Mycoplasma bovis in New Zealand
Mycoplasma bovis is a bacterial disease found in cattle in every major dairying country in the world except Norway and until 2018, New Zealand. In May the New Zealand government announced that an attempt would be made to eradicate M. bovis at a cost of USD886 million over 10 years, involving the culling of more than 150,000 cattle.
In 1966, Argentinan born Dr. Mario Jascalevich from New Jersey USA was accused of poisoning five patients with a plant-derived poison called tubocurarine. He was indicted in 1976 and acquitted in 1978 after a 34-week trial. Some still claim that he killed up to 40 patients at the hospital where he was chief surgeon. While Jascalevich's surgical patients routinely survived, those of a new surgeon were dying at a significantly high rate. This new surgeon, together with directors of the hospital, opened Jascalevich's locker and found 18 near empty vials of curare, a powerful muscle relaxant that could cause death.

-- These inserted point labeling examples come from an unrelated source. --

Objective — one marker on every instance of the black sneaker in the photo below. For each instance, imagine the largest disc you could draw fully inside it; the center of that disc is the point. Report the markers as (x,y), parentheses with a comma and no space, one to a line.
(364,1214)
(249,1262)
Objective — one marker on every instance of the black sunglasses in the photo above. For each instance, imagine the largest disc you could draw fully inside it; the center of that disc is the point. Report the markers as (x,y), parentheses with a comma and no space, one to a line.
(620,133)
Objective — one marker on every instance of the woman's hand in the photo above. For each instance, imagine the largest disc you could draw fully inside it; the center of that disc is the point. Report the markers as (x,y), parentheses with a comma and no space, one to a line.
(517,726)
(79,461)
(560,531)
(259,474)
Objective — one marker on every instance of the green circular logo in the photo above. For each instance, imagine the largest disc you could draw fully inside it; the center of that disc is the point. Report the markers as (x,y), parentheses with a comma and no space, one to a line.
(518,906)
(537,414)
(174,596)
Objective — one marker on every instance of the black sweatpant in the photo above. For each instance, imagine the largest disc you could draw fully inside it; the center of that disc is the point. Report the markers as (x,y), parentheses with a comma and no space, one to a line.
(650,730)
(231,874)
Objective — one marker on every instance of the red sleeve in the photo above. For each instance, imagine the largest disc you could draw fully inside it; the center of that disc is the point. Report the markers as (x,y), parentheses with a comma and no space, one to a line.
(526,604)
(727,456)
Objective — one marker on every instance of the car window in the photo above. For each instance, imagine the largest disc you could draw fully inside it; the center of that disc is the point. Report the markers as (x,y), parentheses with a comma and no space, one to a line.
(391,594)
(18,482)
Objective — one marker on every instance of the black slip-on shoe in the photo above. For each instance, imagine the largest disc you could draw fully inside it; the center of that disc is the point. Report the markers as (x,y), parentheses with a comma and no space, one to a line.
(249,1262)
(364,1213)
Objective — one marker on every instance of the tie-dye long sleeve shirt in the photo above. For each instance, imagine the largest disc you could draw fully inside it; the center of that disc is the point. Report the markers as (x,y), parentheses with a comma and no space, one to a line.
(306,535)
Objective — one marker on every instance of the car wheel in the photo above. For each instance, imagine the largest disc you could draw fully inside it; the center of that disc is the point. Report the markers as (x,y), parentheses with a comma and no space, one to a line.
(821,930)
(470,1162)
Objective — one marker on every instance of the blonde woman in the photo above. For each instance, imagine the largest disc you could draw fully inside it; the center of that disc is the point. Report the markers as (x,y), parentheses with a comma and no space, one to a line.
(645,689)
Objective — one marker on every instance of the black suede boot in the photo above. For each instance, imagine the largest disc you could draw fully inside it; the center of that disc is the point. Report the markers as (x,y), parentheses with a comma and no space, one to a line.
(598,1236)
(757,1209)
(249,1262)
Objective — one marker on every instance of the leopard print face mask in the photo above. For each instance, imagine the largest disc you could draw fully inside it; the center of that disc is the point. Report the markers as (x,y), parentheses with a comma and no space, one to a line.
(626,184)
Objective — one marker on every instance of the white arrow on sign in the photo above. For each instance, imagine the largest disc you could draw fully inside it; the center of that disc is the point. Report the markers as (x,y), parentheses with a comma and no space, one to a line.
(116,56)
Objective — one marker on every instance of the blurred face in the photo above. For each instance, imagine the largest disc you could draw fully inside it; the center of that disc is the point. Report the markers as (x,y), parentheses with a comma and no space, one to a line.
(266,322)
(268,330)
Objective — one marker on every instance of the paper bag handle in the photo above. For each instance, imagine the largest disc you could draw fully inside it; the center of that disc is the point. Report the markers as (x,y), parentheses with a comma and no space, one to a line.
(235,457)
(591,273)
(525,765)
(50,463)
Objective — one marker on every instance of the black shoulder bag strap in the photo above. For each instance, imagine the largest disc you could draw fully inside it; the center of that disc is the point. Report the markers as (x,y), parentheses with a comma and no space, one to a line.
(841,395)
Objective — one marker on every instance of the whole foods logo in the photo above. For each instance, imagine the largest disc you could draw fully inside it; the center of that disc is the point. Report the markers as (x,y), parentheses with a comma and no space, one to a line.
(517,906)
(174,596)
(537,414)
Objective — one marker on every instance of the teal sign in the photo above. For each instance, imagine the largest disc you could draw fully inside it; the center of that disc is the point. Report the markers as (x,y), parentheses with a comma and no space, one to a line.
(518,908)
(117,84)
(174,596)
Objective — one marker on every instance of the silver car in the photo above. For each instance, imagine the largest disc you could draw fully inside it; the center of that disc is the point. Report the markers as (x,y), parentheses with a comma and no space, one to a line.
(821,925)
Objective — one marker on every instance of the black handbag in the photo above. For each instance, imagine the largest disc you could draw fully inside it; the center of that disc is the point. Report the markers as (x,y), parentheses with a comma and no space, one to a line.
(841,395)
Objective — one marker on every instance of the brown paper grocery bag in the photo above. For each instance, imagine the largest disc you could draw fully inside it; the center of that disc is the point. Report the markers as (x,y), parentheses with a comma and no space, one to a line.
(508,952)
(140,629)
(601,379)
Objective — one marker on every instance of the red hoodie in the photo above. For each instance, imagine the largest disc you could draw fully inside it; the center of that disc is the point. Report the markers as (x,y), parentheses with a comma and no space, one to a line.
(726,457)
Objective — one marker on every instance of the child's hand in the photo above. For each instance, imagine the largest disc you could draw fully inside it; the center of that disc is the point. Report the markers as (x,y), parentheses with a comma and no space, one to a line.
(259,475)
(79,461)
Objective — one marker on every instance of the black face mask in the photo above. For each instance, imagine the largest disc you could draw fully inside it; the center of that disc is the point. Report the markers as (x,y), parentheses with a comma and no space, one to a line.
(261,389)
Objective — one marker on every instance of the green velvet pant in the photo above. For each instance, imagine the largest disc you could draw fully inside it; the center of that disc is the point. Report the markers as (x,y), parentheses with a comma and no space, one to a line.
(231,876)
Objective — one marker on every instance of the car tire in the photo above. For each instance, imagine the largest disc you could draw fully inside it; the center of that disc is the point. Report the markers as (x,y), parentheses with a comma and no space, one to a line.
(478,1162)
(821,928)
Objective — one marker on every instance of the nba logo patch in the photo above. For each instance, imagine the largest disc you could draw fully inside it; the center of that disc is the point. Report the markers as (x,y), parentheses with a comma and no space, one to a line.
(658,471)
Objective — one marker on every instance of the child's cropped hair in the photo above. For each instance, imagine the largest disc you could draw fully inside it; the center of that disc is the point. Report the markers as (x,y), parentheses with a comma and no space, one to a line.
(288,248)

One of the most striking examples of food borne biosecurity incidents occurred in Japan between 1964 and 1966. Mitsuru Suzuki allegedly contaminated food, medications, barium contrast and a tongue depressor with Salmonella typhi on many occasions, leading to 120 cases of infection and four deaths. Suzuki was allegedly motivated by his dissatisfaction with the medical training system and a desire to further his research on typhoid fever.
2001 anthrax attacks
In 2001, letters were mailed containing anthrax spores to several news media offices and to US senators, killing five people and infecting 17 others. Bruce Edwards Ivns was the prime suspect but committed suicide during investigations. The FBI allege that by launching these attacks, Ivins created a situation whereby he could save his anthrax vaccine programme, which had been failing.
Sarin attack, Tokyo underground
A Sarin attack by the Aum Shinrikyo doomsday cult on the Tokyo underground killed 13 people and injured thousands more. It was Japan’s worst terror incident. Shoko Asahara and his followers were also accused of several other murders and an earlier Sarin gas attack in 1994 which killed eight and left 600 injured. Seven members of the cult were executed in the summer of 2018 for their part in the attacks.
Chemical weapons, Syria
In 2013 the government of President Bashar al-Assad agreed to destroy Syria’s chemical weapons stockpile after an attack in a rebel-controlled suburb of Syria’s capital, Damascus, with chemical weapons which killed more than 1,400 people. More recent attacks are believed to be a mix of toxic nerve agent sarin and other components including chlorine which have continued into 2018.
The discovery of Al Qaeda laboratories in Afghanistan also demonstrates an effort to harness modern technology for malicious purposes, so the possibility of a major bioterrorist attack is likely to remain.